Guide to the Lament Psalms December 23, 2014

What is your best guide to reclaiming biblical Lament for the church? I’ve been doing a good bit of work on biblical Lament in recent months. I have two publications, which are substantially the same, that will be coming out later next year called “Following the “Man of Sorrows” – Jesus’ Path toward Openheartedness for Survivors of Sexual Trauma: A Reflection on Embodiment and the Practice of Lament” (ch. in a forthcoming Moody Press book edited by Andrew Schmutzer) and “Following the “Man of Sorrows” – Discipleship of the Openhearted: A Reflection on Embodiment and the Practice Lament” (Bulletin of Ecclesial Theology).

So, needless to say, I was excited to see on the tables in the Eerdmans book stall at SBL back in November the new book by no less than Bruce K. Waltke along with James M. Houston and Erika Moore The Psalms as Christian Lament. Michael posted about the book just this past week in fact.

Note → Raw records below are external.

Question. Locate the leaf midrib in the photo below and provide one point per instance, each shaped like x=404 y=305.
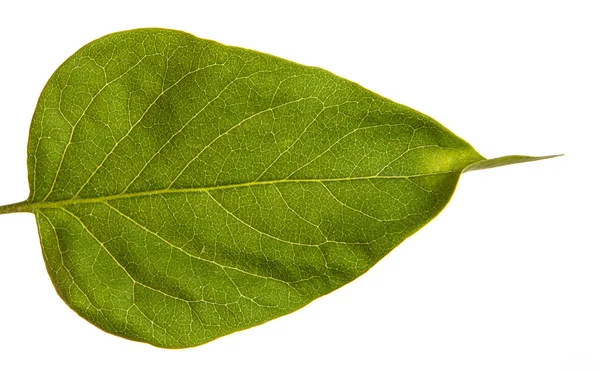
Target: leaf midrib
x=31 y=206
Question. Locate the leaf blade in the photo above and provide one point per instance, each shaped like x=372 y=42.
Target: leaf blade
x=185 y=190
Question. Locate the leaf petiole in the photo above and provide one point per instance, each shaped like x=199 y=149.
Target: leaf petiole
x=15 y=207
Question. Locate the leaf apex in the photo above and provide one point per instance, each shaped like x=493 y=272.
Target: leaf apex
x=505 y=161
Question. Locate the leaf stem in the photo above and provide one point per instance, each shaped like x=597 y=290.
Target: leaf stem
x=15 y=207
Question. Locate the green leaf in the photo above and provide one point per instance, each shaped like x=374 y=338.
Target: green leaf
x=185 y=190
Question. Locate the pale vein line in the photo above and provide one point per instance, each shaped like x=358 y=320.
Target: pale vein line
x=292 y=145
x=231 y=129
x=340 y=140
x=92 y=100
x=188 y=253
x=355 y=209
x=119 y=263
x=62 y=263
x=81 y=201
x=185 y=125
x=257 y=230
x=139 y=121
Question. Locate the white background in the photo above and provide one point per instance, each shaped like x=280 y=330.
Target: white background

But I must say I was mystified by their excessive and over-the-top and baseless critique of Walter Bruggemann’s work on the Lament Psalms, who himself has just published another book on the Psalms this year with Brent A. Strawn From Whom No Secrets Are Hid: Introducing the Psalms. It is in many cases a rehearsal of his nearly work. So while there’s not much new here, for those uninitiated into Bruggemann’s writings on the Psalms of Lament, this is a great place to start.

Under the heading “Lament in a Post-Critical Culture” the authors of The Psalms as the Christian’s Lament come out swinging hard at Brueggmann and “his students” who they think have spoken “blasphemy” with their interpretation of the Lament Psalms. Apparently anthorpological insights from the likes of Kieregaard, Freud and Ricoeur, to name a few, somehow pervert the message of the Psalms rather than disclose it. Reference is specifically made to Brueggmann’s dependence on Ricoeur for the structure of the Psalms being a movement from orientation to disorientation to re-orientation. For Waltke and the lot this is nothing short of a “revolt against biblical orthodoxy”. And a “tool of subversion to destroy covenantal faith between God and humankind” (4).

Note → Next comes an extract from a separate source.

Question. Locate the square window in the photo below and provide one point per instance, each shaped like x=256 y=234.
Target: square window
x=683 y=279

I  find this critique not only unwarranted, but also mean spirited and lacking in Christian charity. What’s more its just wrong! First, Bruggemann’s dependence on philosophy and psychology has opened an insight into the power and relevance of Lament in a culture that does little Lamenting, but desperately needs to. There is nothing unorthodox about the true observations found in sources no matter their context or deficiencies. What kind of model of wisdom are Waltke the others using that prohibits a thick reading of biblical texts in light of resources in the humanities and sciences?  HurtingwithGodRevisions2.pdf

Second, they in fact do not show how Brueggmann’s readings of the Lament Psalms are unorthodox or have destroyed the concept of covenant relationship. They only vaguely speak of Bruggemann’s view that the Lament Psalms, addressed as they are to God, bring forth a demand that he live up to his side of the covenant relationship. How exactly that is turned into an attempt to destroy the covenant is bizarre since it seems very much based on the covenant and God’s hesed. The critique is the worst kind of baseless grenade lobbing effort I’ve seen in a long time.

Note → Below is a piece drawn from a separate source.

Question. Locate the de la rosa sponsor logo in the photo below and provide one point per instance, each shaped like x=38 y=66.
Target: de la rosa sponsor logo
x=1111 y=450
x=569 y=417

Having read this section, brief as it was, made me little interested in whatever else they may have to say.

I would point you away from The Psalms as Christian Lament to a far better book on the importance of Lament for Christian worship: Glenn Pemberton’s Hurting with God: Learning to Lament with the Psalms. It is rich and personally connected both in exegetical insight and in pastoral application.